A luta pessoal contra a lobomicose
A lobomicose, causada pela penetração de um fungo em lesões na pele, evolui para nódulos que podem desfigurar o rosto e o corpo. Augusto enfrentou mais de 20 anos de sofrimento antes de entrar no programa, onde recebeu itraconazol ajustado, biópsias, cirurgias e acompanhamento trimestral. Essa abordagem integrada permitiu a redução das lesões, melhorando sua qualidade de vida.

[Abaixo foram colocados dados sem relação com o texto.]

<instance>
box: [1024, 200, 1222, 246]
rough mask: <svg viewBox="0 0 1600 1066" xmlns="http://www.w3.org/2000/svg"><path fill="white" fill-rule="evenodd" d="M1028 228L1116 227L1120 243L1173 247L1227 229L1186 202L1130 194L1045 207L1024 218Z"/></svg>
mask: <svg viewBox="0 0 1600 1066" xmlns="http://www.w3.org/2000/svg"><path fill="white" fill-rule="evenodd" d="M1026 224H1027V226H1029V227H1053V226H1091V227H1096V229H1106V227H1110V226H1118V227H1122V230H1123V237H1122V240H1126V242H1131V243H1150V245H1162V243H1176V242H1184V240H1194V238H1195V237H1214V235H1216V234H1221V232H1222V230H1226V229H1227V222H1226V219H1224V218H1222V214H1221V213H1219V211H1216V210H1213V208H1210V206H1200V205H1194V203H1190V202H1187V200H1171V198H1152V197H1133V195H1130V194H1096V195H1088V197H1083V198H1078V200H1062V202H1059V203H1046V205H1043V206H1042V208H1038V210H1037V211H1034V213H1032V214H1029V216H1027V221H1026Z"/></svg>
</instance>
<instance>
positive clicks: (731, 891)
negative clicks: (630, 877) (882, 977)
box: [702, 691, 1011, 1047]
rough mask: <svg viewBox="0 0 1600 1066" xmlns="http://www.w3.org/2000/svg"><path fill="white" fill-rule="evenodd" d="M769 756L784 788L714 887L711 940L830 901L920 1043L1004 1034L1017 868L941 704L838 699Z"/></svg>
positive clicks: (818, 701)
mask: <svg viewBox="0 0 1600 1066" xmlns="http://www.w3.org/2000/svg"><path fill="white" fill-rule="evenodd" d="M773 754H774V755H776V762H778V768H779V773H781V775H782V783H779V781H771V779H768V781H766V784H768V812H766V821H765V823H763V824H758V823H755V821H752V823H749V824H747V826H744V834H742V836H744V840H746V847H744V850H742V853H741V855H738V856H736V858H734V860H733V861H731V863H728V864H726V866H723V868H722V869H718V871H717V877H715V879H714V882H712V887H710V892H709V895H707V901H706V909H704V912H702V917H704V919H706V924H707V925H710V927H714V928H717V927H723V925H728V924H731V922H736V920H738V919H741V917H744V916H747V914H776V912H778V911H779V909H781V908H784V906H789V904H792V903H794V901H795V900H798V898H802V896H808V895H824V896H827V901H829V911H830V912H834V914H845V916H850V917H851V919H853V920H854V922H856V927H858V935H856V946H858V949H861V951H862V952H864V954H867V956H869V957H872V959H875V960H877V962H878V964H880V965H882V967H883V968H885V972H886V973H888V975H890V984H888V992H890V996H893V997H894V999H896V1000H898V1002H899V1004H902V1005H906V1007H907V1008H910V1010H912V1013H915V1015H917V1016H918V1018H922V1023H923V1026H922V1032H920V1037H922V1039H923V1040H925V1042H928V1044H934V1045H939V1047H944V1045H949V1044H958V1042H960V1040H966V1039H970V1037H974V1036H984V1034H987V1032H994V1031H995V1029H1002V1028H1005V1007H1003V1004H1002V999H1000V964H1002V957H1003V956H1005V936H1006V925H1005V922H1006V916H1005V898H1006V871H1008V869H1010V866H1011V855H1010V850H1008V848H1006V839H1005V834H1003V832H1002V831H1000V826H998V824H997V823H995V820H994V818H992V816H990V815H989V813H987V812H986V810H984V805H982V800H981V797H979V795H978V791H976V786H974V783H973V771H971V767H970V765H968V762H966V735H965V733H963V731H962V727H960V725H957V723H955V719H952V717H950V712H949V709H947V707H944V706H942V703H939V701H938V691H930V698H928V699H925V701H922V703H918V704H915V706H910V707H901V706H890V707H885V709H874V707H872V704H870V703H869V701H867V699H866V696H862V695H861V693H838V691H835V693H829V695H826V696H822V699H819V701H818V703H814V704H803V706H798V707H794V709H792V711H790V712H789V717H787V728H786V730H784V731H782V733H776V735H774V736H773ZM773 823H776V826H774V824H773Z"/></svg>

O problema que eu passei não foi fácil. Você, novinho, você se acha perfeito, sem defeito. Aí depois você tem que se isolar, sem ter como, para melhor dizer, ser liberto. Se colocar isolado com a idade de 20 anos, até perto da idade de 65 não é fácil mesmo.
Augusto Bezerra da Silva
Todos que botam os olhos em cima da gente perguntam o que é, sem você ter uma resposta a dizer. Não é fácil não. Ele pergunta: 'o que é isso?' E a gente sem saber responder. O destino é a vontade de se isolar para ninguém ver a gente.
Augusto Bezerra da Silva
O impacto do projeto Aptra Lobo na Região Norte
O projeto Aptra Lobo, uma parceria entre o Ministério da Saúde e o Hospital Israelita Albert Einstein, capacita profissionais locais para captar pacientes, diagnosticar e tratar a doença de acordo com diretrizes específicas. João Nobrega de Almeida Júnior, envolvido no iniciativa, destaca que os profissionais regionais são essenciais para o sucesso. A doença afeta principalmente comunidades com pouco acesso à saúde, tornando o programa crucial para a Amazônia Ocidental.
São eles que captam os pacientes, fazem o diagnóstico e tratamento de acordo com as diretrizes criadas pelo projeto.
João Nobrega de Almeida Júnior
Avanços e perspectivas futuras
Em dezembro de 2025, o projeto lançou um manual pioneiro para auxiliar no diagnóstico e tratamento da lobomicose, marcando um avanço histórico para essa condição negligenciada. Um Protocolo Clínico e Diretrizes Terapêuticas (PCDT) está previsto para 2026, prometendo expandir o alcance. Esses esforços visam reduzir o impacto da doença em pacientes como Augusto, promovendo inclusão e saúde equitativa na Região Norte do Brasil.
O manual é o primeiro documento para auxiliar no diagnóstico e tratamento da doença, sendo um grande marco para uma doença tão antiga e historicamente negligenciada.